This post originated from an RSS feed registered with Ruby Buzz
by Jim Weirich.
Original Post: Design by Contract and Unit Testing
Feed Title: { | one, step, back | }
Feed URL: http://onestepback.org/index.cgi/synopsis.rss
Feed Description: Jim Weirich's Blog on Software Development, Ruby, and whatever else sparks his interest.
I wrote this article on Design by Contract and Unit Testing to go
along with the EiffelUnit documentation. I'm no longer maintaining
EiffelUnit (I recommend using Gobo
Eiffel Test instead), but thought the article was worth publishing
independently. Hence this blog entry.
The article was written three years ago, so I added a postscript to
the conclusions that reflects my current
experience.
Design by Contract and Unit Testing
Got some questions about Design by Contract and unit testing?
I've been using Eiffel for almost three years, and have been
exploring some Extreme Programming
ideas for the past 6 months. In particular, I've been using XP's
"Test-First" desgin process in conjunction with Eiffel. Here are some
of my thoughts on how unit testing and Design by Contract fit
together. The presentation is in the form of a question/answer
session. If you have comments on this topic, I would be glad to here
them at jweirich@one.net.
The first part of this page covers Design by Contract for those who
are new to the idea. Eiffel programmers may want to skip directly to
the section on Unit testing. Those whose
time is limited may want to jump directly to the conclusions.

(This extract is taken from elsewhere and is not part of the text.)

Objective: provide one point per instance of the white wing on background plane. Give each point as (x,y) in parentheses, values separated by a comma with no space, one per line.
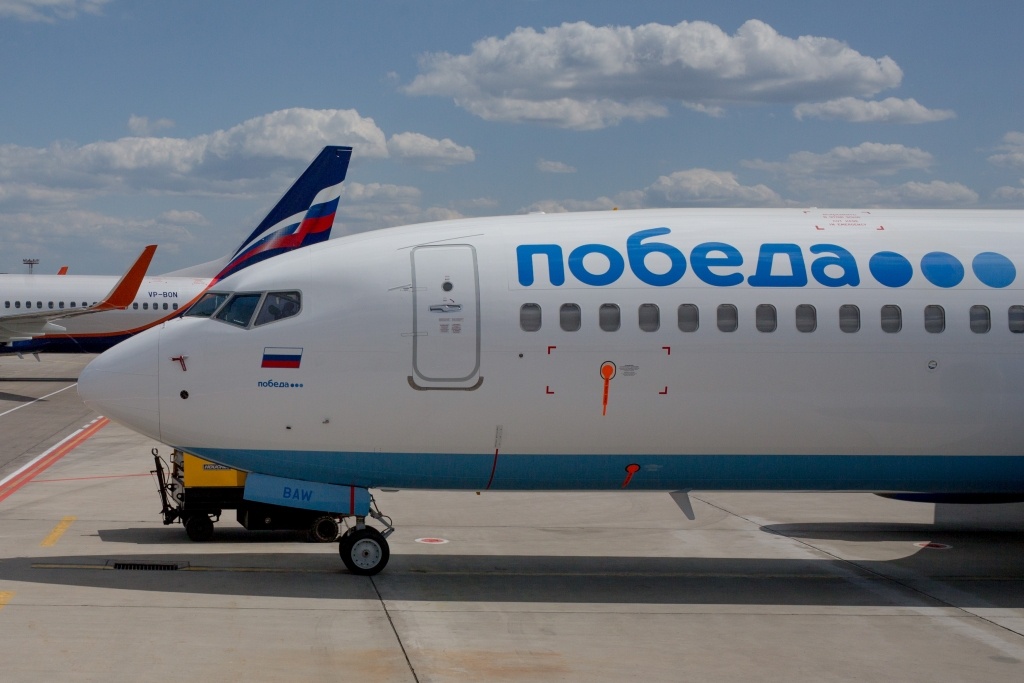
(26,326)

What is Design by Contract? Isn't it just adding assertions to
your code?
Although Design by Contract and assertions are very closely related,
DbC is more than just slapping a few assertions into your code at
strategic locations. It is about identifying the contract
under which your code will execute and you expect all clients to
adhere to. It is about clearly defining responsibilities between
client software and supplier software.
In short, Design by Contract starts by specifying the conditions
under which it is legal to call a method. It is the responsibility of
the client software to ensure these conditions (called preconditions)
are met.
Given that the preconditions are met, the method in the supplier
software guarantees that certion other conditions will be true when
the method returns. These are called postcondition, and are the
responsibility of the supplier code in ensure.
What's the advantages of identifying contracts?
By identifying the contract, we are clearly identifying the
responsibilities of each party in a collaboration. Knowing
responsibilities is a big help when the time comes to get two (or
more) modules to work together. Precondition violations mean that the
client is in error. Postcondition violations mean that the supplier
is incorrect.
How does this work with inheritance?
Very well.
Ok, seriously. Contracts are inherited by child classes. If a
child class overrides a method in a parent class, it needs to make
sure the method's new implementation conforms to the contract of the
parent class. By conforming, we mean that the child class is not
allowed to tighten the preconditions of the parent class, or is it
allowed to loosen the postconditions. We remember this by using the
slogan...
Require no more, promise no less.
By the way, Eiffel automatically handles preconditions and
postconditions in child classes without any need to copy and paste
them from the parent.
This sounds complicated. Is it really useful?
Absolutely! By writing child classes so that they conform to the
contract of their parent, we ensure that our classes obey the Liskov
Substitution Principle.
So where do the assertions come in?
Once we have identified the contract, we can programmatically check
that everybody play by the rules by checking for preconditions at the
start of a method and checking for postconditions at the exit.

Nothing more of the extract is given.